At home I have an awesome relationship with my husband, even with the weirdness that comes when you first have a baby together. If anything, we’re a stronger unit than we’ve ever been, I think. I have a fantastic, good-natured, happy, smart, funny, beautiful little girl whom I adore, and who lights up every time she sees me. I am probably among the best-rested parents I know, to the point that sometimes I’m afraid to mention it in casual conversation – I’ve been getting enough sleep since Lyra was probably three or four months old, and before that I only hit the exhaustion wall very occasionally. I’ve taken to motherhood well; in fact, I’ve never really felt more balanced in who I am than I do now.
North Vancouver is a fantastic city to live in, and I love being so close to the mountains. I can get out on a trail on very short notice, and I try to take advantage of that fact whenever possible. If the situation changed and we decided to move somewhere, I’m comfortable with the concept that I could easily re-integrate into a new place; especially if we were staying in BC, since I’m now utterly addicted to mountains.
I know that I have a lot on my plate at any given moment, but since before this I would go bonkers with boredom if I had nothing to do, I think I might be in a perfect place. I have enough to do to keep me busy most of the time, enough downtime that I don’t get overwhelmed most of the time, and at this moment I wouldn’t have it any other way. I feel like I’ve got it together for now, and it is an awesome feeling.
It’s bound to change sometime, but for now I am not going to worry about it.

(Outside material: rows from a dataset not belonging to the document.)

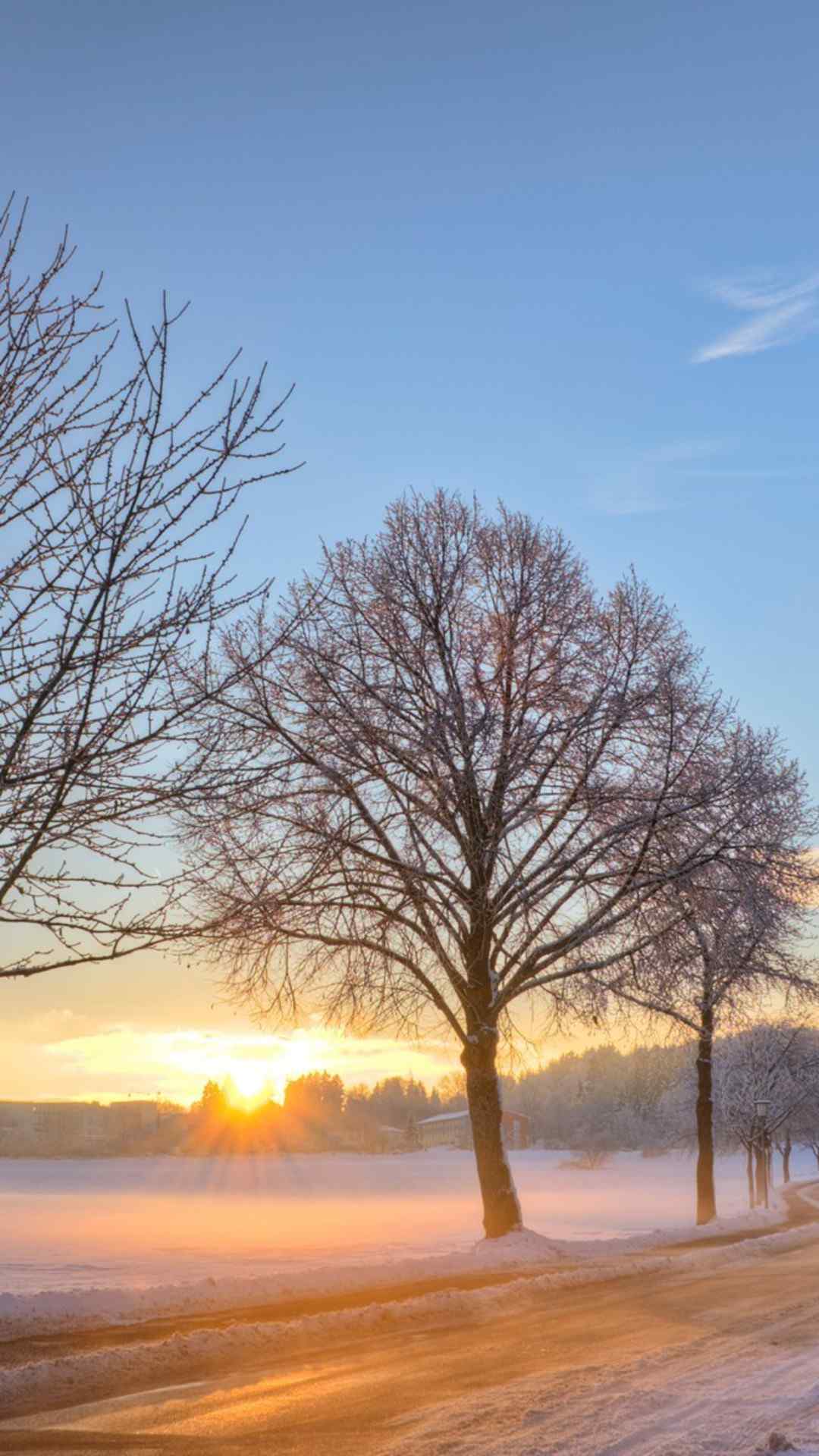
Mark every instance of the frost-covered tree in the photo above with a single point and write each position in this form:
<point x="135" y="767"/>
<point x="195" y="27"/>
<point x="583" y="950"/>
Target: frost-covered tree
<point x="780" y="1063"/>
<point x="732" y="930"/>
<point x="457" y="774"/>
<point x="112" y="501"/>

The thought occurred to me as I walked home this morning that if I met myself, I would be utterly, hopelessly intimidated, to the point that I would be terrified of talking to me. I would probably avoid talking to this girl who does a million different things and has it all so together, feeling like I was somehow inadequate next to her; that she would never be interested in talking to me. I feel that way about most people I know who aren’t me; the ones who aren’t quite friends, but who I see or talk to reasonably often. They intimidate me.
Realizing this makes me stop and wonder why I’m so nervous about talking to people. It’s a main component of my anxiety – talking to people who I either don’t know, or don’t know well, because I think I’m somehow not worthy. How ridiculous is that? I’m no more or less worthy of talking to / hanging out with someone than any other human being. Who am I to judge whether or not I’m of a certain worthiness to be allowed to talk to someone? Such hang-ups we acquire when we’re young… I think my next personal goal shall be to work through that fallacy in my brain.
Because really, I’m tired of being more afraid of you than you are of me. It’s really time for me to just quit being afraid at all.